Apocalypse, Energy, and Change: Who Is ‘the sovereign’ Who Claims the Exception? Toward a Political Theology of Energy
摘要
If, as Crockett (Energy And Change. A New Materialist Cosmotheology. New York: Columbia University Press, 2022) argues, energy and change is a theological issue, then I argue it is also a political theology issue. Drawing on the short-circuit reading strategy of Slavoj Zizek, this chapter reads Carl Schmitt and Jacob Taubes ‘as if’ they were talking about questions of energy and change. The chapter proceeds from the letter exchange of Schmitt and Taubes as recorded in To Carl Schmitt (2013), introducing the categories of the sovereign, the katechon, and the anti-Christ, that arise from this discussion of Schmitt and Taubes. In Schmitt’s political theology, the sovereign is the one who makes the exception; while in the letters to Schmitt, Taubes brings up the notion of the katechon, the restrainer of the anti-Christ and of the apocalypse that follows.
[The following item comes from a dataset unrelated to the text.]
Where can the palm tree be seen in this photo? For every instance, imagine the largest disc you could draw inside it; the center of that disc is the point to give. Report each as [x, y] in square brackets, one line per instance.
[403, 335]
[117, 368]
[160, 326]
A political theology of energy and change recognizes that contemporary discussions of energy use implicit and explicit language of apocalypse, sovereignty, decision, and exception—in short, the terms of political theology. But who or what is the energy sovereign? What constitutes a political theology of energy—especially a new materialist political theology of energy? Such questions are at the heart of a political theology of energy.